Look at the last two columns (the 3rd and 4th letters) in each ciphertext quad. There’s a direct correlation to the nibbles of the actual hex value. A 4x in the plaintext causes the 3rd column to be a 5 (or letter E), and a 5x makes it F. The last column is simply one off – a x0 puts an A in the 4th column, an x1, a B, etc. That is, 0-F maps to A-P for both those columns.

There’s a similar system at play for the first two columns, only the input nibbles are first XORed with 0x0A and 0x05 (for high and low nibbles, respectively). That is, 0x41 (“A”) will be mapped to 4 XOR 0x0a, or 0100 ^ 1010, which gives hex 0x0e, or (once mapped to A-P), the ciphertext letter “O,” because 0x0e = 14, and O is the 14th letter (when A is 0).
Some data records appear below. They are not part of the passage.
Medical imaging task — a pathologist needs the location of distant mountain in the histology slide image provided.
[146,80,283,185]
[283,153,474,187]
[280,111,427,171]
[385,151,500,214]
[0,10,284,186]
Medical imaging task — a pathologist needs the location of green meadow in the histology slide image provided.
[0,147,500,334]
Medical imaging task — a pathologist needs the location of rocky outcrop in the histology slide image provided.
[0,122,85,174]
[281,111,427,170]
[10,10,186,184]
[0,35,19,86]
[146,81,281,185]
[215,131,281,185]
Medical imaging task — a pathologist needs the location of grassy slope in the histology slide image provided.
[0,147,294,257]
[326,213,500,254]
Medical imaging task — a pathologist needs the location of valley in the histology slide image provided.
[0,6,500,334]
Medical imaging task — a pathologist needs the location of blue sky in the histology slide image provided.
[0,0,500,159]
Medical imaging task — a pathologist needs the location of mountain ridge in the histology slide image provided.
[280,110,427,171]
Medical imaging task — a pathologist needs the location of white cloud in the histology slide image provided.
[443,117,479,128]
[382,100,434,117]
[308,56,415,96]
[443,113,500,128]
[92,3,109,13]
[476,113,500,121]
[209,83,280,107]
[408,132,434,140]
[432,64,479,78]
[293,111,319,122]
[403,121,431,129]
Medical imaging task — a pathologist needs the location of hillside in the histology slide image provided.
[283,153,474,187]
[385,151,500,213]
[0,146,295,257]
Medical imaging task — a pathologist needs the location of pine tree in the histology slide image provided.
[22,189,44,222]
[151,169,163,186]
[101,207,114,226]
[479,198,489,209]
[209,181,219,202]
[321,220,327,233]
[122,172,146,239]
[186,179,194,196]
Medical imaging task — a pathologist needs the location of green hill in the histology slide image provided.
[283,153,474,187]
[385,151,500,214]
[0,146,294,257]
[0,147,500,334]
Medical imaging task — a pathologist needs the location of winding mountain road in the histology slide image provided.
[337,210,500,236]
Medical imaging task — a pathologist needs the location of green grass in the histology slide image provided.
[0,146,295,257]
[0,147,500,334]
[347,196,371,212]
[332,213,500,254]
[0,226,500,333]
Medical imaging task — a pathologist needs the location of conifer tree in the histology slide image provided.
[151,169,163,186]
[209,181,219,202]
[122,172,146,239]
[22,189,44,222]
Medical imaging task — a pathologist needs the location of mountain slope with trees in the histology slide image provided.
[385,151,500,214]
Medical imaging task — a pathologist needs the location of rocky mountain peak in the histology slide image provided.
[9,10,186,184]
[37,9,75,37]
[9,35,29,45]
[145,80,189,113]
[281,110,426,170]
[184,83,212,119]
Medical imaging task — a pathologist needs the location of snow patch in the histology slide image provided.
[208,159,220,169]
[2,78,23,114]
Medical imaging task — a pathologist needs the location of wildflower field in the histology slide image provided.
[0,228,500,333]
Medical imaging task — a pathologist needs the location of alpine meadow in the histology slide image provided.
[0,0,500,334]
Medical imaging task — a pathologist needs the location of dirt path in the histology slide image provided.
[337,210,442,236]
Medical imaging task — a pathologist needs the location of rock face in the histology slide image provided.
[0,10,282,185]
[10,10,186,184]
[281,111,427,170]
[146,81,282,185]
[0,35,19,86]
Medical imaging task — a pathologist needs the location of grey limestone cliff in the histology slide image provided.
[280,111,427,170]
For the lower nibble, we have 1 XOR 5, or 0001 XOR 0101 in binary, which is simply a 4, which maps to the ciphertext letter E.
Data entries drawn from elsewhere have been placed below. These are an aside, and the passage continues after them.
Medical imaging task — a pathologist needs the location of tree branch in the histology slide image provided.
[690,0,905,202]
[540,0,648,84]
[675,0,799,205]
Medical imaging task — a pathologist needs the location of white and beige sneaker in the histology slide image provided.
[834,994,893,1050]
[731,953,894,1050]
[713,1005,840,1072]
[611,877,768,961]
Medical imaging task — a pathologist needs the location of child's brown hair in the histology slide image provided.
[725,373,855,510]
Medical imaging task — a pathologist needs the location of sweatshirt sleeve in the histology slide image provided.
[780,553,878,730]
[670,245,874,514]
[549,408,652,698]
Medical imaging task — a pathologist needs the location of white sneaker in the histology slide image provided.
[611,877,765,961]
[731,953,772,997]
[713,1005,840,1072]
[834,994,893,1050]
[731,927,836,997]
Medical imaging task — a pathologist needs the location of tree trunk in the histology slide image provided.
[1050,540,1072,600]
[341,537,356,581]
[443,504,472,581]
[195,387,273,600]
So we have, for 0x41 “A”, ciphertext of OE (using XORs) and EB (simply mapping 4 to E and 1 to B), or OEEB. Of course, we don’t even need the 1st two columns since the last two are so easy to decode. So not only is this a bad “cipher”, it’s inefficent.

All that only answers how to encrypt the 1st letter. What happens in the subsequent letters? Well, that’s pretty easy too. Remember that, for both AA and BB, the second quad that’s output was KFAA. That’s the case for CC, DD, EE, and in fact any time that the 2nd character is the same as the first. What happens if you XOR a letter with itself? You get 00. What is KFAA in this crazy system? 00. So the 2nd ciphertext quad is the 2nd plaintext letter XORed with the 1st plaintext letter.

Unfortunately, that doesn’t hold true for the 3rd letter. But a little more experimentation shows that it’s simply using a running “sum” of all previous characters XORed together.

Here’s a very simple script to encrypt, and another to decrypt, these really bad password strings:

import sys

def encrypt(pt):
    ct = ''
    last = 0
    for ch in pt:
        ct += enc_letter(ch, last)
        last ^= ord(ch)

    return ct

def enc_letter(ch, last=0):
    c = ord(ch) ^ last
    h = c / 16 # high nybble
    l = c % 16 # low nybble

    a = h ^ 0x0A 
    b = l ^ 0x05 
    c = h
    d = l

    ach = chr(a+0x41)
    bch = chr(b+0x41)
    cch = chr(c+0x41)
    dch = chr(d+0x41)

    return "%s%s%s%s " % (ach, bch, cch, dch)

x = sys.stdin.readline()
while x:
    print encrypt(x.strip())
    x = sys.stdin.readline()

And decryption:

import re, sys

def decrypt(ct):
    pt = ''
    last = 0
    for i in range(0, len(ct), 4):
        pc = dec_letter(ct[i:i+4], last) 
        pt += pc
        last ^= ord(pc)

    return pt

def dec_letter(ct, last=0):
    c = (ord(ct[2]) - 1) & 0x0f
    d = (ord(ct[3]) - 1) & 0x0f

    x = c*16+d

    pc = chr(x^last)

    return pc

x = sys.stdin.readline()
while x:
    x = re.sub('[^A-P]', '', x.upper())
    print decrypt(x)
    x = sys.stdin.readline()

The bottom line here, predictably, is: Don’t make your own crypto. This vendor did, and they created something that was pretty much totally useless. On the other hand, it was fun to figure out, so I guess they provided some entertainment.